Despres's double-murder trial delayed again
Family members of a victim in a double killing are angry that the trial of Gregory Despres has been delayed again, and rescheduled for a controversial date.
A psychiatric assessment ordered by the court in early February did not get to Judge Judy Clendenning in time for a hearing Friday.
Although Clendenning did receive a private evaluation of Despres from the defence, she delayed a hearing on his mental state until April 24th.
The date outraged family members of Fred Fulton, because it is so close to April 26, the anniversary of the 2005discovery of his body and that of Verna Decarie in their Minto, N.B., home.
The assessment is Despres's third, after two other assessments declared him fit to stand trial. Despres is charged with two counts of first-degree murder.
Marvin Richardson, Fulton's brother-in-law, said it will be difficult for family to sit through proceedings at that time.

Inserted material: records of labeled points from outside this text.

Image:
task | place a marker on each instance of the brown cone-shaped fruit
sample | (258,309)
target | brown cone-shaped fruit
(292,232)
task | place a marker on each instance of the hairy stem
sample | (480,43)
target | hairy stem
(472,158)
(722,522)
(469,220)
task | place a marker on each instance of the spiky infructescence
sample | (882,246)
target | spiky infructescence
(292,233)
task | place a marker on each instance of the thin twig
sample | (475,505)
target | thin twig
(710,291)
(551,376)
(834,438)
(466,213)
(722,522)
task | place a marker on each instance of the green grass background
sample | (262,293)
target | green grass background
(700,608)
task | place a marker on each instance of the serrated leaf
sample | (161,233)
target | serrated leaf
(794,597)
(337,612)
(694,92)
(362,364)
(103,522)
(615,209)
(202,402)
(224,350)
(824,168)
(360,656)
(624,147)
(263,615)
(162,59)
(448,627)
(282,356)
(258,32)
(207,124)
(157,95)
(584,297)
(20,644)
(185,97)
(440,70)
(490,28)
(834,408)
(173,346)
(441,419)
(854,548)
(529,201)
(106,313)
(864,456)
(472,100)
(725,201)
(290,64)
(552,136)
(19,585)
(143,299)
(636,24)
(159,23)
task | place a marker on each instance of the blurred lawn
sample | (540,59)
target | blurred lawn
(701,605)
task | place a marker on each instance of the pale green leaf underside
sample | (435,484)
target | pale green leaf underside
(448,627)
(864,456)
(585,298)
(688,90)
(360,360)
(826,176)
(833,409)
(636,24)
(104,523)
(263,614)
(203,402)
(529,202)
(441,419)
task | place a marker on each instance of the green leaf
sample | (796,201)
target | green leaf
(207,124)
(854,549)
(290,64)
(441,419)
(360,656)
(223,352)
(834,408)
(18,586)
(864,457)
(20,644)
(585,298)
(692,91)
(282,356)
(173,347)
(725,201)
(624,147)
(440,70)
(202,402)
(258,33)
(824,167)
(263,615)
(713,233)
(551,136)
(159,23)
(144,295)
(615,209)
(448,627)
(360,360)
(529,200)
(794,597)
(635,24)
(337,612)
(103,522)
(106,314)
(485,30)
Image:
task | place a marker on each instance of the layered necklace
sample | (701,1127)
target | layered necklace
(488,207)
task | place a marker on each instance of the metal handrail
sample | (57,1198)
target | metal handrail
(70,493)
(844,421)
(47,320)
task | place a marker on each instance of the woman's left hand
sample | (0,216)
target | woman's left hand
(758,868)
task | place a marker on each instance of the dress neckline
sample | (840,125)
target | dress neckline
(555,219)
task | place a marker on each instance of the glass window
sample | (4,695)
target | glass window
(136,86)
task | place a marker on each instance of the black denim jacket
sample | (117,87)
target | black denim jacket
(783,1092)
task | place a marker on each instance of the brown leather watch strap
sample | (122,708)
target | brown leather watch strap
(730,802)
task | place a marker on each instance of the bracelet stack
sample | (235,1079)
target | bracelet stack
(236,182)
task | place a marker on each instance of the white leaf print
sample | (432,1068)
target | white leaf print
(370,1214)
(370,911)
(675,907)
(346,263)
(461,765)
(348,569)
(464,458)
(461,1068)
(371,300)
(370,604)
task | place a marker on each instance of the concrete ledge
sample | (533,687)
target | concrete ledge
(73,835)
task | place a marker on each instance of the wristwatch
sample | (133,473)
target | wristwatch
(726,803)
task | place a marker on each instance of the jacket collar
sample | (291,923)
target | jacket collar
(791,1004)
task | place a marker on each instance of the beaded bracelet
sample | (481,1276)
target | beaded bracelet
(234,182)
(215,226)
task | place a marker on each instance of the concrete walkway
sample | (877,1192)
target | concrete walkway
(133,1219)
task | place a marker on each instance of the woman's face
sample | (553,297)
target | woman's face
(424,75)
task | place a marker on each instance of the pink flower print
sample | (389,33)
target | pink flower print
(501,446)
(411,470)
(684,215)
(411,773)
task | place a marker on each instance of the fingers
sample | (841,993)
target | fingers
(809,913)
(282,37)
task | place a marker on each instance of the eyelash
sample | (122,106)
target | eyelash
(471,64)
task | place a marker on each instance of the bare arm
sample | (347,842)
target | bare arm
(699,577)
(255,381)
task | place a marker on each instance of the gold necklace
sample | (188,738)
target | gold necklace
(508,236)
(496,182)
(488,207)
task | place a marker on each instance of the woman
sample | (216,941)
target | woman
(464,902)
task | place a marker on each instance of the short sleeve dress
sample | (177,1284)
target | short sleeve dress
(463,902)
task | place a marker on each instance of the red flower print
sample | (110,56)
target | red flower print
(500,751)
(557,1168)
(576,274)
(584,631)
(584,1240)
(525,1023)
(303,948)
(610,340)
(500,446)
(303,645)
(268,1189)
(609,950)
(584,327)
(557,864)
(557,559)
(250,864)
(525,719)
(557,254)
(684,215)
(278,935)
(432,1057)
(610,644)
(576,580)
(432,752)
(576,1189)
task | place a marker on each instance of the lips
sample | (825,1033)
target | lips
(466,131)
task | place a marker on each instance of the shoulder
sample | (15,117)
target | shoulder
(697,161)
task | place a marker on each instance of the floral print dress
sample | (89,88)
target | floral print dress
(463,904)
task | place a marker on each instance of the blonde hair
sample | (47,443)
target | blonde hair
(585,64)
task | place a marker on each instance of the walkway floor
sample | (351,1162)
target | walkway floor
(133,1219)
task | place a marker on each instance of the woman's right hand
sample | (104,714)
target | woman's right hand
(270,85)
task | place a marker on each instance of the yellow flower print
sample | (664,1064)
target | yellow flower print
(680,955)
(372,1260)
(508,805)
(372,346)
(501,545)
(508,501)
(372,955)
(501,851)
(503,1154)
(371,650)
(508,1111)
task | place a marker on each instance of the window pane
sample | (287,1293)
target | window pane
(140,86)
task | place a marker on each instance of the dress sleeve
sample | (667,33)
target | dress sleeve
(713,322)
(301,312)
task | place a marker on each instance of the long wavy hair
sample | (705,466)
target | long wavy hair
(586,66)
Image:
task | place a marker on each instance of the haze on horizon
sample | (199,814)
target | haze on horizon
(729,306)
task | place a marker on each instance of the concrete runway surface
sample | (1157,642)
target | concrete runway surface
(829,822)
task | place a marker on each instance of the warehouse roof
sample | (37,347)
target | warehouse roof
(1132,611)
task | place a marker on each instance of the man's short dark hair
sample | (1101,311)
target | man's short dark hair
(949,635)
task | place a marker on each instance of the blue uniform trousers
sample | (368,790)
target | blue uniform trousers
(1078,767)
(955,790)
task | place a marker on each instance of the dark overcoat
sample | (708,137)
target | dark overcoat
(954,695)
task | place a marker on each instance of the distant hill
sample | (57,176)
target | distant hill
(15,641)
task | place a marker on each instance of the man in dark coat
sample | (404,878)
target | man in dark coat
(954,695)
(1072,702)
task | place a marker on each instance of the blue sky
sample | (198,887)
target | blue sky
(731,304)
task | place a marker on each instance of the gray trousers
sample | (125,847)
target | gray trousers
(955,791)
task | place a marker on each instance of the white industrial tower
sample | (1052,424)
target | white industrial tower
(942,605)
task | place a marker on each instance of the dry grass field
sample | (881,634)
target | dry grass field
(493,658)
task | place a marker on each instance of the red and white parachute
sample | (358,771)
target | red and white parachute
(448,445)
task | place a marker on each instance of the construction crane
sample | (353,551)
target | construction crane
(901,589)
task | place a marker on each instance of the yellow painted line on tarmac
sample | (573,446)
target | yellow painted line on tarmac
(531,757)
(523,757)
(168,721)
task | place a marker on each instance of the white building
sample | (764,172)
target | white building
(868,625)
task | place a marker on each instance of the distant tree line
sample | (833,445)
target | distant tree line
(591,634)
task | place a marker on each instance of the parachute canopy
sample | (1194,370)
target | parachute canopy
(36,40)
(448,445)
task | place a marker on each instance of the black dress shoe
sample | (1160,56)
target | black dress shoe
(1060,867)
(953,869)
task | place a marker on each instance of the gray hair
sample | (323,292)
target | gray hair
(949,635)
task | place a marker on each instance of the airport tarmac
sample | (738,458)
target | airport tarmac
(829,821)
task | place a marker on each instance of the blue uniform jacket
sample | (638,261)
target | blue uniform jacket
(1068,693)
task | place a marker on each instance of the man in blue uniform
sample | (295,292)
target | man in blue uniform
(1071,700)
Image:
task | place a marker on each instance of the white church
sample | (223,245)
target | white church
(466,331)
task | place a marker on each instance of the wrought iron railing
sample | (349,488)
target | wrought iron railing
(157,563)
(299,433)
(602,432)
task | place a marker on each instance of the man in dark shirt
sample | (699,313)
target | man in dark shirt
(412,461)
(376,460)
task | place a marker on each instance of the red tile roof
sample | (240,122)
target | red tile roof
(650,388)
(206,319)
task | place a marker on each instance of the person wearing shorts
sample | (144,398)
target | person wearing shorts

"I'm hurting for all the family," Richardson said outside the court. "It's hard for me to express myself, because today I am really sad that our system is as crazy as it is.
"We've got to come up here on the 24th, and we've got to sit back and look at a lot of things, and it's not that we want to be sitting here at a trial … the day that [Fulton] was murdered."
The trial, which began Jan. 8, has heard that Fulton, 74, was decapitated and Decarie, 70, was stabbed numerous times.
Despres, who has dual citizenship, was arrested in Massachusetts on the same day the bodies were found.
The trial has focused on often gruesome details of the crime scene in the Fulton home, and how bloody prints in the home matched boots seized from Despres.
Other testimony showed that DNA in blood found on items carried by Despres when he crossed the U.S.-Canada border matched Fulton's DNA.